IRP23-01: The Unintended Consequences of Roosevelt’s Reforms: Retirement Savings, Peacetime Inflation, and the Persistence of Racial Wealth Inequality in the US

Researchers

Abstract

Life insurance was historically important to retirement savings and intergenerational wealth accumulation. Black households were especially likely relative to white ones to hold these low-risk, low-return savings/investment vehicles. Policy-holding incentives, however, changed dramatically for the worse—disproportionately so for Black households—upon the advent of two New-Deal-era policies: Social Security and the reformulation of key tenets of macroeconomic policy by the Federal Reserve. What were the consequences for persistent racial disparities?

This study asks: what are the distributional impacts of retirement and macroeconomic policies through their interaction with long-standing racialized patterns in insurance demand? To examine this, I compare returns earned by individuals investing in ordinary life policies to those instead relying on SSA in the postwar period.
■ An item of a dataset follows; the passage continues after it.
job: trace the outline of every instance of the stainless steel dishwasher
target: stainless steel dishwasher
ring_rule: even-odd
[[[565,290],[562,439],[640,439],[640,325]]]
Specifically, I use a differences-in-differences-style framework to test the impact of long-standing race-specific differences in county-level insurance demand, in interaction with SSA and inflationary Fed policies (both which changed old-age savings incentives race-specifically), on race-specific portfolio composition/returns and wealth in old age.

I thereby test for the racially disparate impact of facially neutral policy, and help advance our understanding of 1) the long-run consequences of racialized patterns in retirement savings and 2) the role of policy in today’s racial wealth gaps.